Of course, using Lagrange Multipliers is a method but not a good one (it's cumbersome)
Could someone please give a detailed solution to the problem? Thanks a lot. 
 A: Using Holder is straightforward,
$$1 \geqslant (p^5+q^5)^{2/5} \cdot (r^5+s^5)^{3/5} \geqslant (p^2r^3+q^2s^3)$$
Equality is possible when $p=q=r=s=\frac1{\sqrt[5]2}$, so that's the maximum.  Any details you need, you should ask for. 
A: Just to share some nice thought on a general case:
Suppose you have $p^a+q^a\leq l_1$ and $r^b+s^b\leq l_2$ with $a,b\in\mathbb{R}_{\geq0}$ and want to maximise $p^fr^g+q^fs^g$ with $f,g\in\mathbb{R}_{\geq 0}$. One of the possible maximal solutions has to consist of only nonnegative numbers, so fractional exponents are ok. Now define $\hat{p}=p^f,\hat{q}=q^f,\hat{r}=r^g,\hat{s}=s^g$. Now you can interpret your quantity to maximise as a scalar product of the vectors $\begin{pmatrix}\hat{p}\\\hat{q}\end{pmatrix}$ and $\begin{pmatrix}\hat{r}\\\hat{s}\end{pmatrix}$, where the conditions turn into $\hat{p}^{\frac{a}{f}}+\hat{q}^{\frac{a}{f}}\leq l_1$ and $\hat{r}^{\frac{b}{g}}+\hat{s}^{\frac{b}{g}}\leq l_1$.
So for the scalar product to be maximal, we have to get the maximal possible modulus for those vectors, but they should also become as collinear as possible. But what if I told you that the maximal modulus for each of the two vectors fulfilling their respective conditions always leads to collinearity? Let's prove it:
Take an arbitrary vector $\begin{pmatrix}x\\y\end{pmatrix}$ fulfilling the condition $x^e+y^e\leq d$ with $e\in\mathbb{R}_{\geq0}$. Then you can find the maximal value for the modulus with Lagrange multipliers rather quickly.
$\nabla_{x,y}(x^2+y^2+\lambda(x^e+y^e-d))=\begin{pmatrix}2x-p\lambda x^{p-2}\\2y-p\lambda y^{p-2}\end{pmatrix}$. Setting this to the null vector and equating the two lambdas leaves us with $\frac{2}{px^{p-3}}=\frac{2}{py^{p-3}}$ leading to $x=y$.

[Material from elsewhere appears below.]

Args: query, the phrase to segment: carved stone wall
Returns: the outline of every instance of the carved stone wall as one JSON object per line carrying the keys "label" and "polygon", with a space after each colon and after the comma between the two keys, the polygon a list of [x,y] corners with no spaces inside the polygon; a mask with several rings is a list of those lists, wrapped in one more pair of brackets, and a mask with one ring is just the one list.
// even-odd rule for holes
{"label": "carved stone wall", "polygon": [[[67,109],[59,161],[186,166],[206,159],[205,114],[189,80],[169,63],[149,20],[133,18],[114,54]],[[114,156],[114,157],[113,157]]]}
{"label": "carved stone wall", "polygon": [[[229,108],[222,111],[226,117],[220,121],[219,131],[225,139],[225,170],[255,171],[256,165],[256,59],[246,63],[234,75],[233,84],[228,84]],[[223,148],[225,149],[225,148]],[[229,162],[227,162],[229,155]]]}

Returning to the original problem, this means the modulus of vectors $\begin{pmatrix}\hat{p}\\\hat{q}\end{pmatrix}$ and $\begin{pmatrix}\hat{r}\\\hat{s}\end{pmatrix}$ is each maximised with respect to their conditions when $\hat{p}=\hat{q}$ and $\hat{r}=\hat{s}$, which are both multiples of $\begin{pmatrix}1\\1\end{pmatrix}$ and therefore collinear. Above equalities also imply $p=q$ and $r=s$ and therefore an easy way to find the maximal values.